Durante coletiva de imprensa de encerramento do G7, realizada nesta quarta-feira, 17, em Évian, na França, o presidente Luiz Inácio Lula da Silva foi questionado sobre as poucas interações com o presidente dos Estados Unidos, Donald Trump.

Em resposta, Lula afirmou que não solicitou bilaterais com o presidente norte-americano porque os dois países estão em fase de negociações. Durante a fala, o presidente brasileiro também classificou as últimas ações de Trump como “desaforadas” em relação ao Brasil.

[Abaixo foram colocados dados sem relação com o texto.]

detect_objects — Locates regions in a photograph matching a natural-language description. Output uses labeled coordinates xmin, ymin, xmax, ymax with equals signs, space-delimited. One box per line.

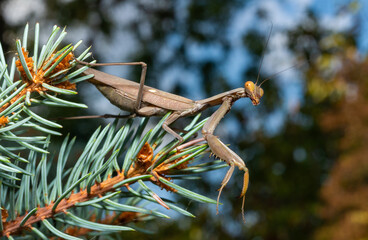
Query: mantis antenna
xmin=255 ymin=22 xmax=273 ymax=85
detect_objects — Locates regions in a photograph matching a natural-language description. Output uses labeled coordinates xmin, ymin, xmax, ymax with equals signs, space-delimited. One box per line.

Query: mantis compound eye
xmin=244 ymin=81 xmax=256 ymax=92
xmin=258 ymin=87 xmax=264 ymax=98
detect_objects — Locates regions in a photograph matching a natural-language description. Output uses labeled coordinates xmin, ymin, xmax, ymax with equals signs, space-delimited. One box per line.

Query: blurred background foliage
xmin=0 ymin=0 xmax=368 ymax=240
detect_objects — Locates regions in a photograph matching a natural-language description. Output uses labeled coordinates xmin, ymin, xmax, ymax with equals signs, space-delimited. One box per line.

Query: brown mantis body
xmin=80 ymin=59 xmax=263 ymax=218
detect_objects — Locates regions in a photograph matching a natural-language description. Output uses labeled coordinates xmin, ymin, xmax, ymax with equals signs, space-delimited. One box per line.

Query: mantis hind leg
xmin=75 ymin=59 xmax=147 ymax=111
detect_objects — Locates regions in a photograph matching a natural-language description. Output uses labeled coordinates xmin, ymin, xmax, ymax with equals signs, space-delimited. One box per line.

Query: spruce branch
xmin=0 ymin=24 xmax=233 ymax=239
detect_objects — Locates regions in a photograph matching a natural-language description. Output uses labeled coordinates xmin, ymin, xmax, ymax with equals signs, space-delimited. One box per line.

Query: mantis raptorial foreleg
xmin=77 ymin=58 xmax=263 ymax=221
xmin=75 ymin=59 xmax=147 ymax=111
xmin=202 ymin=97 xmax=249 ymax=216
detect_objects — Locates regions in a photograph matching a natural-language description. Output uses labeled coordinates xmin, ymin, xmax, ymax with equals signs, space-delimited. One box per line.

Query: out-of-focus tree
xmin=0 ymin=0 xmax=368 ymax=240
xmin=316 ymin=33 xmax=368 ymax=240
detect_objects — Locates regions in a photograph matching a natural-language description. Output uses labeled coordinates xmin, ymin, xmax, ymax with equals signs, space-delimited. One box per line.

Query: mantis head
xmin=244 ymin=81 xmax=263 ymax=105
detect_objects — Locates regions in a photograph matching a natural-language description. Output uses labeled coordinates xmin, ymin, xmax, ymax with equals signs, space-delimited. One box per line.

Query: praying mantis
xmin=78 ymin=58 xmax=263 ymax=216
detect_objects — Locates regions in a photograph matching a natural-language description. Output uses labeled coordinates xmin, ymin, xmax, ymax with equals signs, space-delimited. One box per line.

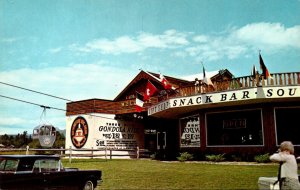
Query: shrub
xmin=150 ymin=152 xmax=159 ymax=160
xmin=205 ymin=154 xmax=225 ymax=162
xmin=177 ymin=152 xmax=194 ymax=162
xmin=254 ymin=153 xmax=270 ymax=163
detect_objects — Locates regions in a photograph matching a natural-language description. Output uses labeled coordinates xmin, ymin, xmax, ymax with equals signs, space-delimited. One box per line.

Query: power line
xmin=0 ymin=94 xmax=66 ymax=111
xmin=0 ymin=94 xmax=115 ymax=120
xmin=0 ymin=81 xmax=73 ymax=102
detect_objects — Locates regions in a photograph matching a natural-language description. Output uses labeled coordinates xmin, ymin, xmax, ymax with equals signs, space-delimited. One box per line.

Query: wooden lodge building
xmin=66 ymin=70 xmax=300 ymax=159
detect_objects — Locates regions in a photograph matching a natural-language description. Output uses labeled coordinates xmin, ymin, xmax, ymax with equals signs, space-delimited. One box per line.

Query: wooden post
xmin=105 ymin=145 xmax=107 ymax=161
xmin=69 ymin=146 xmax=72 ymax=163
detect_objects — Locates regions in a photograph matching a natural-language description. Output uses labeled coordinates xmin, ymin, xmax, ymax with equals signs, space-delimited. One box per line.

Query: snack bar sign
xmin=148 ymin=86 xmax=300 ymax=115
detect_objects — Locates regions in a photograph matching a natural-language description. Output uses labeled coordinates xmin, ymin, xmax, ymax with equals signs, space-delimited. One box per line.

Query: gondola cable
xmin=0 ymin=94 xmax=114 ymax=120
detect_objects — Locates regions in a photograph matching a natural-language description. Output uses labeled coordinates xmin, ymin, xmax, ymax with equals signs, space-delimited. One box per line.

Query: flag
xmin=159 ymin=74 xmax=175 ymax=90
xmin=203 ymin=66 xmax=214 ymax=86
xmin=135 ymin=92 xmax=144 ymax=112
xmin=144 ymin=81 xmax=157 ymax=101
xmin=251 ymin=65 xmax=257 ymax=79
xmin=259 ymin=54 xmax=272 ymax=79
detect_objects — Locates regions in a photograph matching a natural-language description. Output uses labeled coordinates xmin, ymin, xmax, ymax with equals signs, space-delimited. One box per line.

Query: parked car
xmin=0 ymin=155 xmax=102 ymax=190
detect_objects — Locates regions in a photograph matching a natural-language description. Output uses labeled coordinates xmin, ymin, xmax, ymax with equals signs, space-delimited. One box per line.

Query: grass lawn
xmin=63 ymin=159 xmax=278 ymax=189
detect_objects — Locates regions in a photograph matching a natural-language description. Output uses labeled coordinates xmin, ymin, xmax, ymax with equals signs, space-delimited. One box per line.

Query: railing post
xmin=26 ymin=146 xmax=29 ymax=155
xmin=104 ymin=145 xmax=107 ymax=160
xmin=69 ymin=146 xmax=72 ymax=163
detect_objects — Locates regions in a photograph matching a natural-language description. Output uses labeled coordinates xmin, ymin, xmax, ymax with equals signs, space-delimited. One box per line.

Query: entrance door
xmin=156 ymin=131 xmax=167 ymax=150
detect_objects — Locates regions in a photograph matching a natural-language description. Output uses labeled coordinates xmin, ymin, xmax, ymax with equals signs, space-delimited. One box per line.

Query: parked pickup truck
xmin=0 ymin=155 xmax=102 ymax=190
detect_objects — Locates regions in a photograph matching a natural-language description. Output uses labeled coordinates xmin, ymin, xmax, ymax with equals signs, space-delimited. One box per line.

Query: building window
xmin=275 ymin=107 xmax=300 ymax=145
xmin=180 ymin=116 xmax=200 ymax=148
xmin=206 ymin=110 xmax=263 ymax=146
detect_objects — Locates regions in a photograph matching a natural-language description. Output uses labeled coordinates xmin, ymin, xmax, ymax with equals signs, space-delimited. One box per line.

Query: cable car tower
xmin=32 ymin=106 xmax=56 ymax=147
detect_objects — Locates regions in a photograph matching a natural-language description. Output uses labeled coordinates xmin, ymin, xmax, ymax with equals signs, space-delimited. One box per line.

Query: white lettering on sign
xmin=148 ymin=86 xmax=300 ymax=115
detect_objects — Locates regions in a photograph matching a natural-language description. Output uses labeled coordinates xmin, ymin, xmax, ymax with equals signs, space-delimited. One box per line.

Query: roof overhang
xmin=148 ymin=85 xmax=300 ymax=118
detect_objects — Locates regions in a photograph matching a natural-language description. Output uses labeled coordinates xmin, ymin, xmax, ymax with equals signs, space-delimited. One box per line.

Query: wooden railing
xmin=0 ymin=146 xmax=150 ymax=162
xmin=173 ymin=72 xmax=300 ymax=97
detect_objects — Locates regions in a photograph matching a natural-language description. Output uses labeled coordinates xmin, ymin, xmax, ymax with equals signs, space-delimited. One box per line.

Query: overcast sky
xmin=0 ymin=0 xmax=300 ymax=134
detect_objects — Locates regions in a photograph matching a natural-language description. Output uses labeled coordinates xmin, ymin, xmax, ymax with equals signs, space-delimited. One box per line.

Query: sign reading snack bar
xmin=66 ymin=114 xmax=144 ymax=149
xmin=148 ymin=86 xmax=300 ymax=115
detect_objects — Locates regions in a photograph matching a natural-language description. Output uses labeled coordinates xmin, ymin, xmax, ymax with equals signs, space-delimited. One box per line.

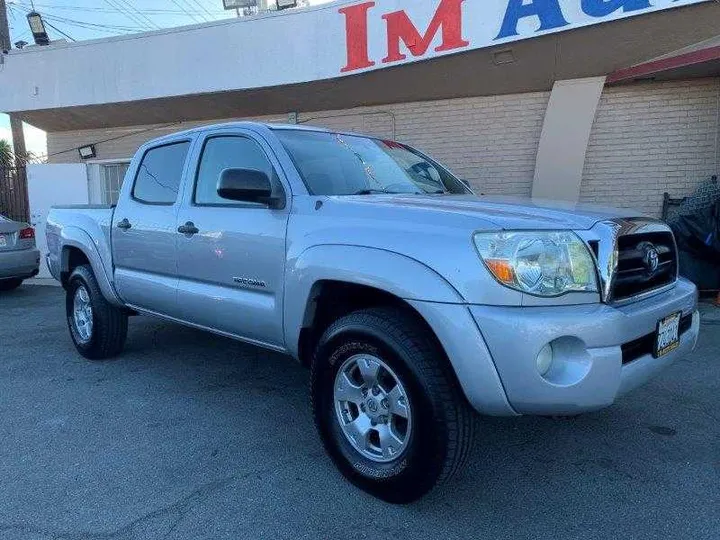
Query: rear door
xmin=112 ymin=139 xmax=192 ymax=317
xmin=177 ymin=129 xmax=291 ymax=348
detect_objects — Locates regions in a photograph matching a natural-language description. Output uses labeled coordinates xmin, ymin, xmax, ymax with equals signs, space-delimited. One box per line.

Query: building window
xmin=100 ymin=163 xmax=130 ymax=204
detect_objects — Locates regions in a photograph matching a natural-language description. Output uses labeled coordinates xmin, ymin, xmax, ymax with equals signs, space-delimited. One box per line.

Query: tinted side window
xmin=195 ymin=136 xmax=274 ymax=206
xmin=133 ymin=141 xmax=190 ymax=204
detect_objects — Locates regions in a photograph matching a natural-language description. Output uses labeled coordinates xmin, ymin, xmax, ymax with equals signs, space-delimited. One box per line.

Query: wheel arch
xmin=284 ymin=245 xmax=463 ymax=364
xmin=60 ymin=227 xmax=124 ymax=307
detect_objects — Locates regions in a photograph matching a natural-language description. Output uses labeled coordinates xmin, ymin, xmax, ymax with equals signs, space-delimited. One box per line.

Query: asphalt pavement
xmin=0 ymin=286 xmax=720 ymax=540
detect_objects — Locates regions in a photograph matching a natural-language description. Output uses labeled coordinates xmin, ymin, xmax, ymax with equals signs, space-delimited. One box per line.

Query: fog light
xmin=537 ymin=343 xmax=553 ymax=377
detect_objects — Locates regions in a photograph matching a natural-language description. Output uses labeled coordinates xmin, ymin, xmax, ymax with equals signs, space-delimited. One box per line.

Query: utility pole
xmin=0 ymin=0 xmax=27 ymax=167
xmin=0 ymin=0 xmax=30 ymax=219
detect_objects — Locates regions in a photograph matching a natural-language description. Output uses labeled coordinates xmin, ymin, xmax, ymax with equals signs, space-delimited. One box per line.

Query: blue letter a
xmin=582 ymin=0 xmax=651 ymax=17
xmin=495 ymin=0 xmax=569 ymax=39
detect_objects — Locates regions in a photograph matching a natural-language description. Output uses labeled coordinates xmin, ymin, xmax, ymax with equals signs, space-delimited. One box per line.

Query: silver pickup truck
xmin=47 ymin=122 xmax=700 ymax=503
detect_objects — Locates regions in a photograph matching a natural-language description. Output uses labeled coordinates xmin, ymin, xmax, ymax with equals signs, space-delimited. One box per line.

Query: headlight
xmin=473 ymin=231 xmax=598 ymax=296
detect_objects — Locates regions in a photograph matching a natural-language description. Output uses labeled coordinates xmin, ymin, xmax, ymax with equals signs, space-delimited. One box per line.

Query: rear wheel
xmin=65 ymin=265 xmax=128 ymax=360
xmin=311 ymin=308 xmax=475 ymax=503
xmin=0 ymin=279 xmax=23 ymax=291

“Eu acho que o que ele fez foi uma coisa desaforada pro Brasil, ele sabe disso. É por isso que eu disse que ele ainda continua agindo como um imperador”, declarou Lula.

A declaração se refere à ameaça de Trump de impor tarifas de 25% sobre todas as importações brasileiras, anunciada na semana passada. “Eu fiquei surpreso”, destacou o presidente brasileiro.

Na ocasião, Lula afirmou ainda que entregou um documento oficial para Trump para demostrar que a Polícia Federal brasileira está preparada para enfrentar o crime organizado. O presidente também acusou os Estados Unidos de serem origem das armas apreendidas no Brasil e de facilitarem esquemas de lavagem de dinheiro.

“Todas as armas que a Polícia Federal apreende no Brasil vem de Miami e o estado de Delaware, nos Estados Unidos, faz lavagem de dinheiro pra bandido brasileiro”, disse.

Lula ressaltou que fez questão de entregar o documento por escrito ao presidente dos EUA porque, segundo ele, Trump “fala muito e ouve pouco”.